The North Dakota sales tax calculator combines the 5% state rate with your local city and county rate to show the tax and total on any purchase. It also handles North Dakota’s exemptions for grocery food and prescription medicine.
How it works
Sales tax is the combined rate applied to the taxable price:
combined rate = 5% state + local rate
tax = price x combined rate (if taxable)
tax = 0 (if grocery food or prescription)
total = price + tax
North Dakota exempts food for home consumption and prescription drugs, so selecting those item types sets the tax to zero.
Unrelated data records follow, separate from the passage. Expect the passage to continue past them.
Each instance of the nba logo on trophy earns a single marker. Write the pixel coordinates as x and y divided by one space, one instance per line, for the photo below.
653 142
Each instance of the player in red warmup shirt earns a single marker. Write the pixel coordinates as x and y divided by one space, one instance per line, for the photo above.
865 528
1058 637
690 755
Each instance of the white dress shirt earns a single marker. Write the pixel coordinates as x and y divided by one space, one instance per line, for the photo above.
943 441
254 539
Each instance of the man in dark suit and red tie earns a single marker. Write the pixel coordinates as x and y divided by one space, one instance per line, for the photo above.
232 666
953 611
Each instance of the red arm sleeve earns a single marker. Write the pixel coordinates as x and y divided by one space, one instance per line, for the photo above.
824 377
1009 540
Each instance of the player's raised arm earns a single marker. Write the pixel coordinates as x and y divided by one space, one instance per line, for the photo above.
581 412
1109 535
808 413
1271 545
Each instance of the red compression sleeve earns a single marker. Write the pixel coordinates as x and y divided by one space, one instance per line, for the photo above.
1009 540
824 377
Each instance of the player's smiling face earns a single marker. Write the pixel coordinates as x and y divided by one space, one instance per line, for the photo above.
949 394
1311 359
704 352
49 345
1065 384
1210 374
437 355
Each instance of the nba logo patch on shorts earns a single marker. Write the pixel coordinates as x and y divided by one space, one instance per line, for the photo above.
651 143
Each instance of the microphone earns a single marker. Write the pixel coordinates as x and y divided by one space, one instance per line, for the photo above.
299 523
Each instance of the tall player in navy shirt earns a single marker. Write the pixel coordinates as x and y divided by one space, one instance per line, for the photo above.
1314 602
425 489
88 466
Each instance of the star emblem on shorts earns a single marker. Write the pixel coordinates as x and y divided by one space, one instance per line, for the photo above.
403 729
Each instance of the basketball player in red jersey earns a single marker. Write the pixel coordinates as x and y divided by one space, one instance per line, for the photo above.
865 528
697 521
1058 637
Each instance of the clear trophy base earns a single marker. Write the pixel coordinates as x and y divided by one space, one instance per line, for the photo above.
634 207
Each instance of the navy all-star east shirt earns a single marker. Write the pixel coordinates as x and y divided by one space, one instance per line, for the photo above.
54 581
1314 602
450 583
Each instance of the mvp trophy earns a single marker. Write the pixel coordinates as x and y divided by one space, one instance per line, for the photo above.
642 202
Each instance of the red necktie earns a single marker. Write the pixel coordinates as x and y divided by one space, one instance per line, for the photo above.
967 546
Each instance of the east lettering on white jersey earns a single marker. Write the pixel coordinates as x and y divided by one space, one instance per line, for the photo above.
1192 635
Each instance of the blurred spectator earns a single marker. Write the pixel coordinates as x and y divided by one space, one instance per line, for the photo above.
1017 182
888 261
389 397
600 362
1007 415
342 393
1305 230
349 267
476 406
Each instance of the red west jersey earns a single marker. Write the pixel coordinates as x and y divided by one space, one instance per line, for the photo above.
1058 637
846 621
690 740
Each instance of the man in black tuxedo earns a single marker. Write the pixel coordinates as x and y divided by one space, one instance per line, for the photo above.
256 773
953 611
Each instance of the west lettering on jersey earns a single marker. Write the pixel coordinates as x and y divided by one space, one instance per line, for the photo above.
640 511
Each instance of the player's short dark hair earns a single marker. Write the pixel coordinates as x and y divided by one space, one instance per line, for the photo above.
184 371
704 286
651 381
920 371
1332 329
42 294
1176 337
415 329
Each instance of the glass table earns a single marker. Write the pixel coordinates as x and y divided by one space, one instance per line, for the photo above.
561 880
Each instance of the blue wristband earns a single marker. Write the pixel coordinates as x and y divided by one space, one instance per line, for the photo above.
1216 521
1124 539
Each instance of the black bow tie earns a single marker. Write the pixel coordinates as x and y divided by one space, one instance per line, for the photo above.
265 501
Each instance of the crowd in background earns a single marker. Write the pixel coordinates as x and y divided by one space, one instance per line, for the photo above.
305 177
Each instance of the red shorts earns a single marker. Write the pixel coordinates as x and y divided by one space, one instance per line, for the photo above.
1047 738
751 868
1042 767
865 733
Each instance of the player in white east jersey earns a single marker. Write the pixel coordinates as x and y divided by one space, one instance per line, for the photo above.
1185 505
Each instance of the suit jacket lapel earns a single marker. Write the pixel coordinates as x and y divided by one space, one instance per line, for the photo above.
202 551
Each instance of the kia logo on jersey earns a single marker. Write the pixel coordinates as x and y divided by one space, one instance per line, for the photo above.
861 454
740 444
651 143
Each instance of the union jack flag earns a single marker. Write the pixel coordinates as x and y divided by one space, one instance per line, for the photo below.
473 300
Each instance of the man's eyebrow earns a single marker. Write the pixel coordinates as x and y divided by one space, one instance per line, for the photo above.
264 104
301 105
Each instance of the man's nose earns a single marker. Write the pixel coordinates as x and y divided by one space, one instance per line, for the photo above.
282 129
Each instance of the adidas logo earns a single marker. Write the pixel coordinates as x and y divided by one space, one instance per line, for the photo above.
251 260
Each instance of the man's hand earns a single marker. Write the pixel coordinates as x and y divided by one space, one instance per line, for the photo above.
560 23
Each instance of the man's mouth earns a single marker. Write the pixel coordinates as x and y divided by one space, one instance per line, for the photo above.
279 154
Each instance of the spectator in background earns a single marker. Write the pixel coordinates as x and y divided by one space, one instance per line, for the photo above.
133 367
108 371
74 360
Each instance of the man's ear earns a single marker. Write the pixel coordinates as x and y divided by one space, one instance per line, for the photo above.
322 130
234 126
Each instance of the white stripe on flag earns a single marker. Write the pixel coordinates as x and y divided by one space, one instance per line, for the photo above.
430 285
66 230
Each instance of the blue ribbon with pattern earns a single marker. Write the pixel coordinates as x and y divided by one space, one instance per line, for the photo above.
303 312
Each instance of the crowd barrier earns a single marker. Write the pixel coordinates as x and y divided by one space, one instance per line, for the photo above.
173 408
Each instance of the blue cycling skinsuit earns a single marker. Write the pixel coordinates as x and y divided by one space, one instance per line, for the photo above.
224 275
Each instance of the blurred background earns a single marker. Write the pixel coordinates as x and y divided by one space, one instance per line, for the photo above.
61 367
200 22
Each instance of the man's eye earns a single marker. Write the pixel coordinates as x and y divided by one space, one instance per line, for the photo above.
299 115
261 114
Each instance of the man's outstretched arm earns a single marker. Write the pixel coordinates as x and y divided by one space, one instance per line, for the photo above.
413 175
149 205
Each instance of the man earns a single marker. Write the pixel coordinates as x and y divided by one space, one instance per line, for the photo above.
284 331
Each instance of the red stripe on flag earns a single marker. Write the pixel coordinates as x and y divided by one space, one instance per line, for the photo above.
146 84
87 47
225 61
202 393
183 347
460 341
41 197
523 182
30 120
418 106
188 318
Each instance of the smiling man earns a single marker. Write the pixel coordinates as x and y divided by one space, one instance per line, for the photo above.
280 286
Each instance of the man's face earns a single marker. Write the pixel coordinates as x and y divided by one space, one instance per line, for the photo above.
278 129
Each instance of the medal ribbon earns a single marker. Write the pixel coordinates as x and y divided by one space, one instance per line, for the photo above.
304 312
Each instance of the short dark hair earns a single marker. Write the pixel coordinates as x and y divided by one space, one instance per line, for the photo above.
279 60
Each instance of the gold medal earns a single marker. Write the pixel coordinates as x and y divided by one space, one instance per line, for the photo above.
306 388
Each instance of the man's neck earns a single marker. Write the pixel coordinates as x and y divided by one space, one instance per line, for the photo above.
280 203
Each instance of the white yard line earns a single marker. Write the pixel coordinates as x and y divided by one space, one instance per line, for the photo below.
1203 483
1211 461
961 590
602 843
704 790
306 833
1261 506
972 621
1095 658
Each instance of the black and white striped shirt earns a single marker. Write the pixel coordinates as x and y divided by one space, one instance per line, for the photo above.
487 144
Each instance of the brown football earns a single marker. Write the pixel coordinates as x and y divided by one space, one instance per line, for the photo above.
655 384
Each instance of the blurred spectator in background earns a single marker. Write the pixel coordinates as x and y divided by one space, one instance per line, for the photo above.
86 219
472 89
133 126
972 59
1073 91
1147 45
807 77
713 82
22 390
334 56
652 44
Clothing and general goods are fully taxable.
Worked example
A $200 electronics purchase in a city with a 2.5% local rate:
- Combined rate: 5% + 2.5% = 7.5%
- Tax: 200 x 0.075 = $15.00
- Total: $215.00
The same $200 spent on grocery food would carry $0 in North Dakota sales tax.
Tips and notes
- Prepared food is taxable. The grocery exemption covers ingredients, not restaurant or deli meals.
- Local rates stack. City, county, and special districts can all add to the 5% base — use your address-specific combined rate.
- Remote sales. North Dakota requires out-of-state sellers above the economic nexus threshold to collect the destination rate, so online orders often include local tax.